Cumulative Expenses For 2021
For the year 2021 so far, the Tako family has spent $14,674. That’s an average spend of $3,668 per month. We’re only four months into 2021, but already it appears our spending is up compared to our average monthly spend of $3,497 in 2020.
Is this inflation staring us in the face?
It looks that way to me, but I’m not freaking out about inflation. I can already tell that food prices are up slightly, as well as a few a few other categories of goods.
Thankfully, inflation is unlikely to “break our budget” if prices continue to rise at this moderate pace. We have plenty of buffer room to combat rising prices — With expected dividends of $62,000 for the year. So long as our monthly average spending is less than $5,167/month we should underspend our dividend income for the year.
Of course, any income that isn’t spent on household expenses will be reinvested and compounded further.

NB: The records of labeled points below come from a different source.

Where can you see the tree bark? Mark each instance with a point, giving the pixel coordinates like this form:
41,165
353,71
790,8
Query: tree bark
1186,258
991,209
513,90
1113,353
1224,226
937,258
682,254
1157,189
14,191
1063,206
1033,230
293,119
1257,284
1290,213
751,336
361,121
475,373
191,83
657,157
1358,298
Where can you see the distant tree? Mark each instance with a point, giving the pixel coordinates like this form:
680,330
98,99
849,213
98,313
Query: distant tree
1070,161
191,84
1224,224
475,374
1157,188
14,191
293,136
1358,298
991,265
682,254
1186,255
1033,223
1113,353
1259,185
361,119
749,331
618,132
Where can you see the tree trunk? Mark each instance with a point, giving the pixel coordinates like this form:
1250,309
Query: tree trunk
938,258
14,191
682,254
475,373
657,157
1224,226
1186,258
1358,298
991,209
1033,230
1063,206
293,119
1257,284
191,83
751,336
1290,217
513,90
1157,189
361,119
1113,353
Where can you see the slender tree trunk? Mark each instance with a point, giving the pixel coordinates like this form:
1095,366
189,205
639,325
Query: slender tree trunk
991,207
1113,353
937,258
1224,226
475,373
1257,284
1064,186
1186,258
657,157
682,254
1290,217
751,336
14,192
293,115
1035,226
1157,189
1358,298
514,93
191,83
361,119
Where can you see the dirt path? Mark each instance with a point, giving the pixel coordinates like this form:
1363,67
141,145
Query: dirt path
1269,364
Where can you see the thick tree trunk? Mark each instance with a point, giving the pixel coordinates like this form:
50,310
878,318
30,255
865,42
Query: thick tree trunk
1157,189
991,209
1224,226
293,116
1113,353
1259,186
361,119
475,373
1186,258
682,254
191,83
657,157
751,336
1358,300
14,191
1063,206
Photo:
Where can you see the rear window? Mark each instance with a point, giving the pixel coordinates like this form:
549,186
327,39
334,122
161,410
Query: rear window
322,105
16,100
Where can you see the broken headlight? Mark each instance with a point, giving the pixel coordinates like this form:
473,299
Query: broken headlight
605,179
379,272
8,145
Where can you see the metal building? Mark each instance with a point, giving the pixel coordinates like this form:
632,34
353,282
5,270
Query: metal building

April 2021 Investing Update
On the investing front, April was relatively quiet. The ‘put’ options I wrote in previous months expired un-executed, which meant I pocketed a little bit of cash income ($1,496). Yes, that’s not a lot, but I still consider my option-writing an experiment. It’s a learning experience for me. Even though I’ve been successful writing options, I consider this success mostly luck.
Stocks seem extremely expensive right now. Too expensive for me to buy. For example, Copart (Symbol: CPRT) is a great business that I’d love to own a few shares of, but at 42 times earnings (and a slow grower), it’s too rich for my blood!
Despite the expensive stock market, I don’t just want to sit on cash. Inflation is already starting to eat away at my cash, and we’ll likely see higher levels of inflation this year than we’ve seen in recent decades. Holding a ton of cash is not a great idea.
With that in mind, I keep hunting for good companies at reasonable prices. Lately I’ve been looking at home-builders as a potential investment idea, but haven’t committed any capital yet.